Dall’unione di questi due “mondi” apparentemente opposti, Max inizia a comprendere come sia necessario non solo osservare l’architettura dei numeri con visione macroscopica, ma anche la trama della natura nel microscopico, per ricondurre la parte all’armonia del Tutto. Così la spirale, dedotta dai teoremi pitagorici circa la sezione aurea e ricorrente nelle opere d’arte di Leonardo da Vinci, nella nuova teoria di Max diventa la forma essenziale, il microchip che si incastra perfettamente nella “scheda madre”, per dirla in termini informatici; componente costitutiva dal DNA alla Via Lattea.

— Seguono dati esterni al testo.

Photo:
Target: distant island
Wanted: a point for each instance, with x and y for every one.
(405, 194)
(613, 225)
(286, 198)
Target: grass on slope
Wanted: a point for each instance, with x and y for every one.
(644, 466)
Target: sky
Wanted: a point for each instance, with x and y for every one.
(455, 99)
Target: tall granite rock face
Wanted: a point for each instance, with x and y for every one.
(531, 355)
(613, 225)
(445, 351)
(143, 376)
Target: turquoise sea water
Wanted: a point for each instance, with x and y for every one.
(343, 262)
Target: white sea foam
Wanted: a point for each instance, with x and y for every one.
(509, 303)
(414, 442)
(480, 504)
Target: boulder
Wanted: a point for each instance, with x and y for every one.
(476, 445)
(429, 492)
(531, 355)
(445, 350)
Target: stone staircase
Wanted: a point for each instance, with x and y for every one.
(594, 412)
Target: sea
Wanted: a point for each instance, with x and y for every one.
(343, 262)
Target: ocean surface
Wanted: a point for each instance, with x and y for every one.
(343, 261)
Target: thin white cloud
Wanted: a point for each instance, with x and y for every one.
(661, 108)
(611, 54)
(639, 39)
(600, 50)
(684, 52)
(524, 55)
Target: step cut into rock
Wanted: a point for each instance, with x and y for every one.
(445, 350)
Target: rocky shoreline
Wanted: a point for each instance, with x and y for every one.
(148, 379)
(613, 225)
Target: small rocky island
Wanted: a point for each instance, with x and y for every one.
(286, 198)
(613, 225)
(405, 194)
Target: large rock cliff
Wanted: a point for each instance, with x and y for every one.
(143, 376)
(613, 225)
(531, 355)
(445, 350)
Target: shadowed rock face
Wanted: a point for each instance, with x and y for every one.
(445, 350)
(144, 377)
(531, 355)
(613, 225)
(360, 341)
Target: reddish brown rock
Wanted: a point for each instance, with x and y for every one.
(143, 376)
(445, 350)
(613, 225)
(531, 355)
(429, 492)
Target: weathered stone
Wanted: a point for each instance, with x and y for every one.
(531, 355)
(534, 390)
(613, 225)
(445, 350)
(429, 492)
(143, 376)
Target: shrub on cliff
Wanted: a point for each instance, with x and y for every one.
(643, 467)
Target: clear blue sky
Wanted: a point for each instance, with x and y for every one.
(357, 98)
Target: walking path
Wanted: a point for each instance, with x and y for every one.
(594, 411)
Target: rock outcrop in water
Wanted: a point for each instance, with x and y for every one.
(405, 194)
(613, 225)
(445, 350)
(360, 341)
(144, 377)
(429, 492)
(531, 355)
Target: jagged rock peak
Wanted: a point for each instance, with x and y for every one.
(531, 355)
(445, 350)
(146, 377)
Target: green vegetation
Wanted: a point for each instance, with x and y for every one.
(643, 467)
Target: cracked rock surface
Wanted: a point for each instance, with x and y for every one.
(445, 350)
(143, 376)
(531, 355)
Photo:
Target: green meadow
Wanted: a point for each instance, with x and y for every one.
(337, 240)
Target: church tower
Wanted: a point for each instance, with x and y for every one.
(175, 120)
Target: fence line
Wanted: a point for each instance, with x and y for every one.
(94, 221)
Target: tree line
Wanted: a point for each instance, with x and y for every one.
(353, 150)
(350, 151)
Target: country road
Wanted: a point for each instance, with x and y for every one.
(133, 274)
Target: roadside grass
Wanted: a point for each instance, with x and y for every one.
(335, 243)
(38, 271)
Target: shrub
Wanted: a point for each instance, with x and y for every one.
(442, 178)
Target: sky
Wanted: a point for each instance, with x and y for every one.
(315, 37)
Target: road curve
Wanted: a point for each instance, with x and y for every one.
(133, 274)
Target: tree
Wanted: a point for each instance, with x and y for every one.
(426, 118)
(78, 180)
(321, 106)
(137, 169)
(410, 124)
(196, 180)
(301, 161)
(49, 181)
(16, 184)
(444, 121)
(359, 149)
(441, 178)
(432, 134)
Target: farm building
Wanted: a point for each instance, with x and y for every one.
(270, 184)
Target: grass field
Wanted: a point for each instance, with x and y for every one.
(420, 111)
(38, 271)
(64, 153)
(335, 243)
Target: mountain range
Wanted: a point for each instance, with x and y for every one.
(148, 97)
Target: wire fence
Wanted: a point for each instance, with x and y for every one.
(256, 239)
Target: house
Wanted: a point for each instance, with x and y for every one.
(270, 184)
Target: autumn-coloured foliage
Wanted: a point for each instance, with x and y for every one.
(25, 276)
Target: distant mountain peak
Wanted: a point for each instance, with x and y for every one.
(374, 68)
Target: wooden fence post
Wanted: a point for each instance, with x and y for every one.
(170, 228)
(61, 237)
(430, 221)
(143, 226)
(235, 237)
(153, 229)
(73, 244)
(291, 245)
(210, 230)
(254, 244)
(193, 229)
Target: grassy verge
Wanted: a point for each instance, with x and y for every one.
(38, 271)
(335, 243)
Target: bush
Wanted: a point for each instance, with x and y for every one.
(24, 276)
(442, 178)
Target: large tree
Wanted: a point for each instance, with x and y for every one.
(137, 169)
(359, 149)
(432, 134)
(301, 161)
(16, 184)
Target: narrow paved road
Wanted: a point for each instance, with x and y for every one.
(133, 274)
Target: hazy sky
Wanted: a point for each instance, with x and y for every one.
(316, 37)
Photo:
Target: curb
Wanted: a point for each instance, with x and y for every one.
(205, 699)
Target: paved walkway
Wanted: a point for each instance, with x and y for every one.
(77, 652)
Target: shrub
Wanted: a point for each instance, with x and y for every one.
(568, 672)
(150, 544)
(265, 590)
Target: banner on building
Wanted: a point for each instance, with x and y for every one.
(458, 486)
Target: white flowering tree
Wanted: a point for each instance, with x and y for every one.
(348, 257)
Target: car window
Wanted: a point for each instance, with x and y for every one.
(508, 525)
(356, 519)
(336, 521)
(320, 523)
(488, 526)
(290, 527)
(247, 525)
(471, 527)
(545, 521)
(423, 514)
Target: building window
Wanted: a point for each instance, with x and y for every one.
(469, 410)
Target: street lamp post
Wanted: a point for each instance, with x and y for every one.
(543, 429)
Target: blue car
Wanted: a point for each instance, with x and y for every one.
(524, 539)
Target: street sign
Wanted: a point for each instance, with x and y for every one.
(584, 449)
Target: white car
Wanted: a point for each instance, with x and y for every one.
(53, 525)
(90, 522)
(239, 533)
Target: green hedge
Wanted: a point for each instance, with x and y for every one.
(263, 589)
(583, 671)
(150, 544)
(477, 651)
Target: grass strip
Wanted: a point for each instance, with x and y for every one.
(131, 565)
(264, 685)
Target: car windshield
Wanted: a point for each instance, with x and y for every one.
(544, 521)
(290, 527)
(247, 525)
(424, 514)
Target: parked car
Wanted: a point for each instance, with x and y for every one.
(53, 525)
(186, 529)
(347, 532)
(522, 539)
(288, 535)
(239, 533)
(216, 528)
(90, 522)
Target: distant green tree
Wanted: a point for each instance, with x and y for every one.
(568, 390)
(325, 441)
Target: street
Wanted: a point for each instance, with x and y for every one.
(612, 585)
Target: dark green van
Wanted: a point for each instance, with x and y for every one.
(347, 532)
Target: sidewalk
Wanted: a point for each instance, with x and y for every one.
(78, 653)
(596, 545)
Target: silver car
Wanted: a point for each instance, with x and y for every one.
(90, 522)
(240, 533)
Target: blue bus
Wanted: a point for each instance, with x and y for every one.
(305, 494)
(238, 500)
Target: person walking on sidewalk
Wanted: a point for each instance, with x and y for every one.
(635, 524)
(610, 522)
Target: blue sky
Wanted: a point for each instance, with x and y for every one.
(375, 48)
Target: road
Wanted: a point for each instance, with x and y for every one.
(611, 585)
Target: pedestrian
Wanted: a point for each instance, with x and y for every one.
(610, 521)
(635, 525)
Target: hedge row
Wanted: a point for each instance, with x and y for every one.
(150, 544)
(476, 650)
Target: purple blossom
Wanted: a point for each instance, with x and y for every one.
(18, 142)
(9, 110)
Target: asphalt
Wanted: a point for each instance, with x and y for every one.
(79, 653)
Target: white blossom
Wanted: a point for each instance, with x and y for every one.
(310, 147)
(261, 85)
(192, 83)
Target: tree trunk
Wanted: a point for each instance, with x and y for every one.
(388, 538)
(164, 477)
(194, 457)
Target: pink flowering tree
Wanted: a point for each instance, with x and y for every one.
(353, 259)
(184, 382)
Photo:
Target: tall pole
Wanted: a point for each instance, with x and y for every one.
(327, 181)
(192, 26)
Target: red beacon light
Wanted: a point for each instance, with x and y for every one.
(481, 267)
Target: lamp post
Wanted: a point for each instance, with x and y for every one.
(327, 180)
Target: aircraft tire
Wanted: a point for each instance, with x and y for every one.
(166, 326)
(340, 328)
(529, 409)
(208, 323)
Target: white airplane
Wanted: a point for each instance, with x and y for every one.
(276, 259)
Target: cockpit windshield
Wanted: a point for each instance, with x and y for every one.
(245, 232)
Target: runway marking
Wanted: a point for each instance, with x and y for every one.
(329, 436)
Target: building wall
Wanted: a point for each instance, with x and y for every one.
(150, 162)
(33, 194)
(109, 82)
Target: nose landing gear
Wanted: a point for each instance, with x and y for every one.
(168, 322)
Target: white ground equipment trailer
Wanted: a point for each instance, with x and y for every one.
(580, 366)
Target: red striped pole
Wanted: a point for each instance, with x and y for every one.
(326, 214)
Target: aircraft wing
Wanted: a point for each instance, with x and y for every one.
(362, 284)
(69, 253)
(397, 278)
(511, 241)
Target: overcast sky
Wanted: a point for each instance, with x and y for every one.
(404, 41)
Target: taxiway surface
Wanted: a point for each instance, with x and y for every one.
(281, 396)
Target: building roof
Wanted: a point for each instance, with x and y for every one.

«9 e 22 nota personale: quando ero piccolo mia madre mi diceva di non guardare fisso il sole, ma una volta, a sei anni, lo feci. Da principio quella luce accecante era insopportabile, ma io non distolsi gli occhi neanche per un momento. A poco a poco la luce iniziò a dissolversi, le mie pupille si ridussero a capocchie di spillo, e riuscii a mettere tutto a fuoco. Per un momento vidi e capii. Ecco la mia nuova teoria: se noi siamo delle spirali e viviamo in una gigantesca spirale, allora tutto ciò che ci circonda si fonda in quella spirale».

Sono deliri dettati dalla paranoia o irraggiungibili verità assolute? Un teorema scientifico che porta al delirio o al “vero nome di Dio”?